= Scarmiglione =

Demon in Dante's Inferno

Scarmiglione is one of the twelve named Malebranche in the 8th Circle of Hell's 5th Gulf, where corrupt politicians are immersed in burning pitch, the Malebolge, from the Inferno of Dante Alighieri's Divine Comedy.

==In popular culture==
- Final Fantasy series:
  - In the Dawn of Souls and 20th anniversary remakes of Final Fantasy I, Scarmiglione is the name of an optional boss.

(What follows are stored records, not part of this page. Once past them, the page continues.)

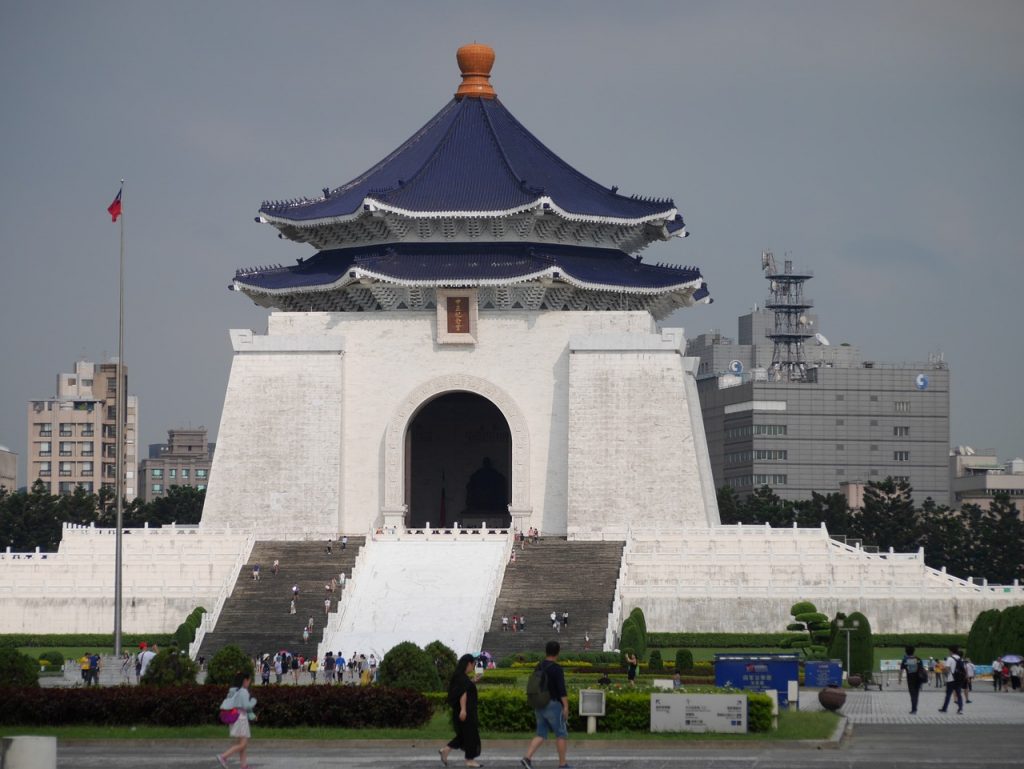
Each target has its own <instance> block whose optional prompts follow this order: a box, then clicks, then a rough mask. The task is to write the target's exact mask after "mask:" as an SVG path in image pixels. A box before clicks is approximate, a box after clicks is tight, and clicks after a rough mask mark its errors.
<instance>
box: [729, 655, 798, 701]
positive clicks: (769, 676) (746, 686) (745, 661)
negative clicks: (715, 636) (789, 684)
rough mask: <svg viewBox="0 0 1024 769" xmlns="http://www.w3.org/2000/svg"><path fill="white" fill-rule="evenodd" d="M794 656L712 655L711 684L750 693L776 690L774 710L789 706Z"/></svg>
mask: <svg viewBox="0 0 1024 769" xmlns="http://www.w3.org/2000/svg"><path fill="white" fill-rule="evenodd" d="M798 663H799V660H798V658H797V655H796V654H716V655H715V685H716V686H729V687H732V688H735V689H750V690H751V691H765V690H766V689H775V690H777V691H778V707H779V708H783V709H784V708H787V707H788V706H790V694H788V692H790V686H788V683H790V681H797V680H799V676H798V673H797V671H798Z"/></svg>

  - In Final Fantasy IV, Scarmiglione is the name of the Archfiend of Earth
  - In Final Fantasy IV: The After Years, Scarmiglione is again a boss.

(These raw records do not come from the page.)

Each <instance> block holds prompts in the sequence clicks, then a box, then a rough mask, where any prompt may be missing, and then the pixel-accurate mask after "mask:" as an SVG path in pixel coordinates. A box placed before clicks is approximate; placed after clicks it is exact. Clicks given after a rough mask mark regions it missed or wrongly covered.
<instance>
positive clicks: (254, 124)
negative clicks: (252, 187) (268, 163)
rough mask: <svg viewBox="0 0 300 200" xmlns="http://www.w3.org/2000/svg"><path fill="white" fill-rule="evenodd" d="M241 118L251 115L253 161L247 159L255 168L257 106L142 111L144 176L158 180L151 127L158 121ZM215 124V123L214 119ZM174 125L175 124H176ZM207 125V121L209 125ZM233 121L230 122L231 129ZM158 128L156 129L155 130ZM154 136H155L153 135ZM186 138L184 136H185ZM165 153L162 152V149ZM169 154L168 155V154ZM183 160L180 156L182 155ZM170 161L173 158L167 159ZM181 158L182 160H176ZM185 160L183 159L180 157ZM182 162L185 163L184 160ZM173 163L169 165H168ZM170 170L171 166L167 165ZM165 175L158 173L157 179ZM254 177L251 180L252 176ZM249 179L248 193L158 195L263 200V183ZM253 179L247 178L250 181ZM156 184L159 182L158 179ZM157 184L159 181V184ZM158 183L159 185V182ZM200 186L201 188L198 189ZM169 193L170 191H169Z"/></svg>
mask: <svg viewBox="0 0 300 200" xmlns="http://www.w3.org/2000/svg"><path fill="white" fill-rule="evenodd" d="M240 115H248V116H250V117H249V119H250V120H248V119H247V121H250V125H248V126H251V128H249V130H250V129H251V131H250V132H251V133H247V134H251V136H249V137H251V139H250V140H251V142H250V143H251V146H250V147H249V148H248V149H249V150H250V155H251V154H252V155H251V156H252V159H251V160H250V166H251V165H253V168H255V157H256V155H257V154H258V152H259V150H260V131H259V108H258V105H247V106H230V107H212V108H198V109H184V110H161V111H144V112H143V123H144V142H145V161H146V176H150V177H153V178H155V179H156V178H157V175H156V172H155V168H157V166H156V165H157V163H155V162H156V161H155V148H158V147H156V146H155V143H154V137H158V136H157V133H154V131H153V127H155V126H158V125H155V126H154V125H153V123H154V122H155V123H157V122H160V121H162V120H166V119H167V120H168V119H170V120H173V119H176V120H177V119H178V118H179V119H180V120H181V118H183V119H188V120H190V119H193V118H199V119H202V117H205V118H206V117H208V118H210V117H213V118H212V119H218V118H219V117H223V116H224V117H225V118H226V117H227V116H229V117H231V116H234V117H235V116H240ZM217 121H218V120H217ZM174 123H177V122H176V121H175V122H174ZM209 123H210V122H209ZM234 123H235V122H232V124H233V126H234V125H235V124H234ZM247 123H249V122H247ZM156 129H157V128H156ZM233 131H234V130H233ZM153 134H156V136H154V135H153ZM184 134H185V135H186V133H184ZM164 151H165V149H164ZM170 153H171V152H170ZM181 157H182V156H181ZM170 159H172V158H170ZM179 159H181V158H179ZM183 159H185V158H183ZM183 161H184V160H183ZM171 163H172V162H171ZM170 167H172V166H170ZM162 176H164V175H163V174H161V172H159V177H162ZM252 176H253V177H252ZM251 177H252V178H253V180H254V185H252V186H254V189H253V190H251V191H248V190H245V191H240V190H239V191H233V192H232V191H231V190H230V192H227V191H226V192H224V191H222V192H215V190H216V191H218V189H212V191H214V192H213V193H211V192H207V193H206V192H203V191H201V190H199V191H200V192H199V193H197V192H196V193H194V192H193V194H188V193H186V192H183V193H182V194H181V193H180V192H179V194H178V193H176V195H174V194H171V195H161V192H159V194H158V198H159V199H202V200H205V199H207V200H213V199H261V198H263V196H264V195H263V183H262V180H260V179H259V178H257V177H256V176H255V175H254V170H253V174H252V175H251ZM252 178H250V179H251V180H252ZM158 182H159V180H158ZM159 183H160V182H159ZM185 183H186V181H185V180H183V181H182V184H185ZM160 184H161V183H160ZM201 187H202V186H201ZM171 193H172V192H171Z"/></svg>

  - In Dissidia, Scarmiglione is a summon.
  - In Final Fantasy XIV: Endwalker, Scarmiglione is one more time a boss.
- In the 2012 video game Resident Evil: Revelations, Scarmiglione is a large, hulking shark-based creature.

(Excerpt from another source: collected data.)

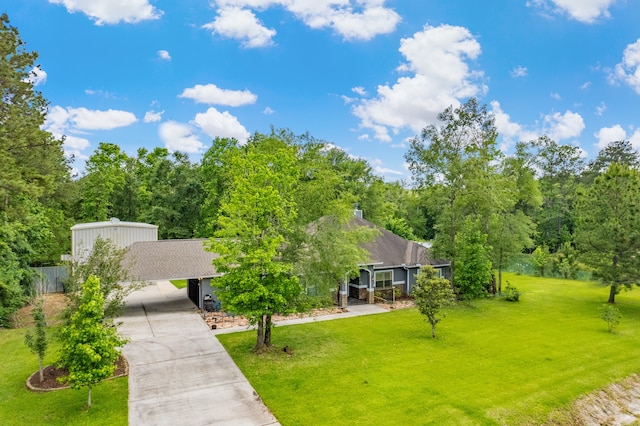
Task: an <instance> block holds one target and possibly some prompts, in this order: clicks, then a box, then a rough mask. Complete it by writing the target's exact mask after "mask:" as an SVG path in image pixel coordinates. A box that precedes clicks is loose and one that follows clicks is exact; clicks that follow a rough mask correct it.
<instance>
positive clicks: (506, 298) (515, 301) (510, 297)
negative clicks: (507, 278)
mask: <svg viewBox="0 0 640 426" xmlns="http://www.w3.org/2000/svg"><path fill="white" fill-rule="evenodd" d="M521 294H522V292H520V291H519V290H518V289H517V288H515V287H513V286H512V285H511V284H510V283H509V281H507V286H506V287H505V290H504V299H505V300H506V301H507V302H519V301H520V295H521Z"/></svg>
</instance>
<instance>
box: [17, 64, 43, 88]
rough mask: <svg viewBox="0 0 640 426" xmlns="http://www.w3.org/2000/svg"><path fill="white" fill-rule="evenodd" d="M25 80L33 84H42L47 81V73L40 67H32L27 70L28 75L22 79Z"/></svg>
mask: <svg viewBox="0 0 640 426" xmlns="http://www.w3.org/2000/svg"><path fill="white" fill-rule="evenodd" d="M23 81H25V82H30V83H31V84H33V86H34V87H35V86H38V85H40V84H44V83H46V81H47V73H46V72H45V71H44V70H43V69H41V68H40V67H33V68H32V69H31V72H29V77H27V78H26V79H24V80H23Z"/></svg>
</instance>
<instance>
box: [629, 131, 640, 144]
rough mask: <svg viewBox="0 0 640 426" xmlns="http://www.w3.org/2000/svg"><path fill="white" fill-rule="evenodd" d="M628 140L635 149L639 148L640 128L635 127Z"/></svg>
mask: <svg viewBox="0 0 640 426" xmlns="http://www.w3.org/2000/svg"><path fill="white" fill-rule="evenodd" d="M629 142H631V145H632V146H633V147H634V148H635V149H640V129H636V131H635V132H633V134H632V135H631V137H629Z"/></svg>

- The card game Yu-Gi-Oh! features a series of cards called Burning Abyss, which is based on the Divine Comedy, one of which is known as "Scarm, Malebranche of the Burning Abyss".
- In the popular Manga and Anime series, Fairy Tail, a legal magical guild is named Scarmiglione.
- In Granblue Fantasy: Relink, Scarmiglione appears as a boss.